To a non-technical user, the processing that happens between the input and output can seem like magic. (Imagine sending a self-driving car back in time to 1800.) As developers and architects, however, we understand the effort that goes into creating software that not only works — but works the way it is intended.
We write new code and use existing code to make that magic between inputs and outputs happen. Within the customized software we create, a function maps the user’s input to the output. To create that function, we need to fully understand the specific problem or issue that our client needs to have addressed. Here’s how:
- We carefully analyze all of the possible input data.
- We collaborate with stakeholders to learn what the desired output should be.
- We interview subject matter experts to improve our understanding of the problem.
- We distill what we’ve learned into business logic that serves as the foundation for the rest of our software development.
The result of this careful analysis and planning is a system that seamlessly collects input and produces useful output. How well the system performs is entirely under our control and dependent on our skills and ability.
But what happens if we are missing inputs, outputs, or other vital information?
That’s where machine learning comes in.
What Is Machine Learning, and Why Is It Important?

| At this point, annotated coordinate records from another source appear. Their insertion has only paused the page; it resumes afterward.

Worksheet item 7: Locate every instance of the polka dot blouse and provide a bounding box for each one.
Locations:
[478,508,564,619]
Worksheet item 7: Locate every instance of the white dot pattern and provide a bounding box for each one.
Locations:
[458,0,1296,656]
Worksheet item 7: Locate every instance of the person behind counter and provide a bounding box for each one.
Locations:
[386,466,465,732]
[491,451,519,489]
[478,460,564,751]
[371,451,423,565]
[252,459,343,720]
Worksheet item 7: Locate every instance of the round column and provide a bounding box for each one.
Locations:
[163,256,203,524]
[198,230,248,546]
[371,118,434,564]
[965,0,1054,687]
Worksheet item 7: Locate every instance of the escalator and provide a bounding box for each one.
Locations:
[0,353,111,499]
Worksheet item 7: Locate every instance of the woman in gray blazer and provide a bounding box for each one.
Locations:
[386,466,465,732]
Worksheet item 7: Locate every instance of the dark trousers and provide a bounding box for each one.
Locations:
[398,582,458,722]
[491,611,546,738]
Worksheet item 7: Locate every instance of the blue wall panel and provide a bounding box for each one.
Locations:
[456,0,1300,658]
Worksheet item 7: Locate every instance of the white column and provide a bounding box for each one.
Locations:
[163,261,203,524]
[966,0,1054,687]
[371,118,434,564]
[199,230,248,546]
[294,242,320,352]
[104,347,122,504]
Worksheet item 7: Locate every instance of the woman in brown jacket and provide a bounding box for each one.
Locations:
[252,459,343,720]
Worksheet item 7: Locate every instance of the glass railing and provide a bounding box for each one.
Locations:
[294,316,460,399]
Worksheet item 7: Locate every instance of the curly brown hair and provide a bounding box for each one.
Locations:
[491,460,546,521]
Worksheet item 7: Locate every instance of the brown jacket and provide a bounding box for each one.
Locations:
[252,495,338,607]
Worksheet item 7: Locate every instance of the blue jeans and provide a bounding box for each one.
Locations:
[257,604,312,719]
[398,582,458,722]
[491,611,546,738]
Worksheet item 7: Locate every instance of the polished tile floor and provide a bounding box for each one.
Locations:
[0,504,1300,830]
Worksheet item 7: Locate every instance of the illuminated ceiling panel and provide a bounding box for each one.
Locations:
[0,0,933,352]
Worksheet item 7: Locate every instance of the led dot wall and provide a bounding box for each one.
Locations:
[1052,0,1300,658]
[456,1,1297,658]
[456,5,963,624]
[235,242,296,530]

If users can provide examples of the input and corresponding output, we can use the techniques of machine learning to approximate a function that creates the desired output. The “learning” part of machine learning is derived from the fact that a computer examines the existing data and “learns” how to build a working function for new inputs.
Taking advantage of machine learning makes the most sense when the following conditions are true:
A function cannot be implemented based on existing data and insights.
If we know how to implement the function directly, doing so will always produce a better solution because machine learning can, at best, provide only an approximation. Machine learning, then, is only deployed in cases where a function is unknown.
Examples of the input exist.
The machine learning algorithm needs examples (the more, the better) in order to hone a function. Having the expected output for each input example is also helpful.
Discernable patterns exist in the data.
Since machine learning develops a function by analyzing examples, discernable patterns in the data need to exist to get a more accurate approximation. If the examples are indistinguishable from random noise, a machine learning algorithm will struggle to develop an accurate function.
Unlike building a working function (where success is dependent on our skills and ability), the success of using machine learning is dependent on the quality of the example data, which is usually out of our control.
An Example of Machine Learning: Would You Survive the Titanic Sinking?
Let’s apply this to an interesting example: predicting whether or not you would survive the sinking of the Titanic. We have piles of data about the passengers who were on the Titanic: their names; their room numbers; the amount they paid for their fares; their sex; whether they survived or perished; their age; which class they were in; if there were siblings, spouses, parents, or children on board with them (and how many); where they embarked on the vessel; and more.
We could make some educated guesses about who survived: the wealthy, females, children, etc. But you or I couldn’t create a function that translates demographic inputs into a chance of survival for any person. Instead, we would use machine learning. The algorithm would analyze known, relevant inputs (such as sex, class, age, etc.) and their corresponding outputs (whether people with those attributes survived or not). Using that known data, it would create a function to predict what would happen if someone had different attributes.
Using that function, we could create software that allowed users to input certain characteristics. The software would then provide users with the output: their chance of survival. In fact, you could even input data about fictional characters like Jack and Rose from the movie Titanic. This is exactly what Jennifer Marsman from Microsoft did in a 2-part series on Azure machine learning. And the machine predicted that Rose would survive (with over 98% confidence) and that Jack would not (with over 28% accuracy — even when the user misleadingly entered that he survived as an input)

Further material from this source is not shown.